The criminal domestic violence bill passed by the House on Thursday offers South Carolina realistic hope for becoming a safer place. It also offers hope that legislators can, after all, compromise and get things done.
Early last week, it still appeared that enacting a criminal domestic violence law might not happen despite widespread pleas from across the state. The Senate’s bill was stronger than the House bill, and neither seemed inclined to compromise.
But it now seems likely that the two chambers will be able to arrive at a bill to send to Gov. Nikki Haley for her signature. The House approved a compromise proposal — a solid framework for a conference committee to use this week in producing a final bill that both the Senate and the House can support.
The House bill isn’t perfect. The Senate’s initial bill was tougher on prosecuting cases of CDV and on keeping guns out of the hands of domestic abusers.
But the House did come quite a way from its early refusal to take guns from offenders. The revised bill would prohibit offenders from having guns for three years on lesser charges and 10 years on more serious violations. The most serious offenders would lose their right to have guns for life.
Federal law prohibits felons and domestic violence offenders from having guns — a more fitting punishment — but the law is rarely enforced in South Carolina, and the House was unwilling to go that far.
Another disappointment in the House bill is that prosecutors and judges would be allowed to plead CDV charges down to assault and battery, therefore avoiding the gun ban altogether. And judges can choose not to take away a batterer’s guns for low-level offenses.
Those are troubling loopholes.
But victims advocates say the bill is a tremendous improvement over the way the state currently handles CDV violations. And given the sickening statistics that put South Carolina near the top of the list of states most dangerous for women, things really need to change.
House Speaker Jay Lucas, R-Hartsville, also applauded the bill for requiring schools to teach students about domestic abuse. He said it is important to “transform our culture,” and education is key.
If, as expected, a strong bill from the conference committee becomes law, CDV offenders will be punished according to the severity of the crime — and repeat offenders will be subject to stronger penalties. Offenders tend to inflict more damage with each offense.
The compromise bill also would allow prosecutors to consider whether a crime was committed in the presence of a minor or if the victim was strangled. Those could carry stiffer sentences.

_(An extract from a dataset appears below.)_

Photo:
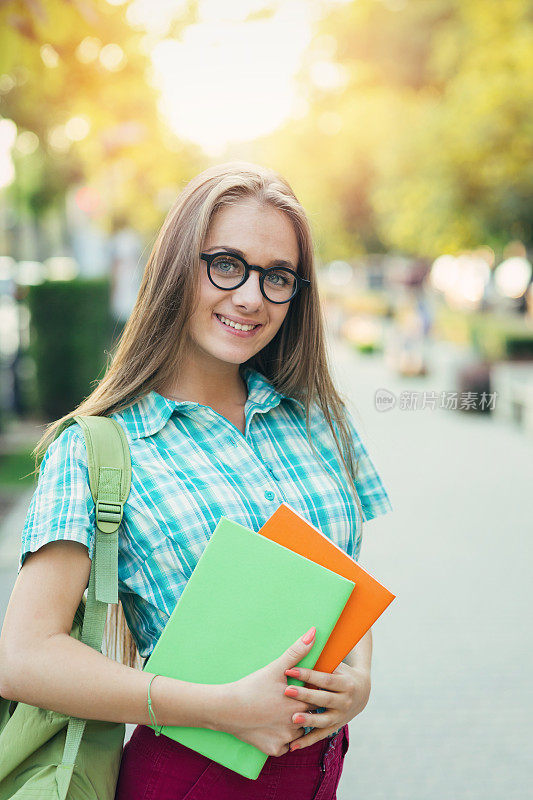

And judges, when setting bond, could consider an offender’s danger to individuals as well as community.
Further, the legislation would establish an advisory committee to study domestic violence cases. That is a wise provision. There is more to learn about how to adjudicate, treat and prevent CDV.
The House’s compromise bill goes a long way to addressing the insidious problems of criminal domestic violence in South Carolina.
The Senate should get on board so that our state can begin the difficult task of overcoming this devastating epidemic.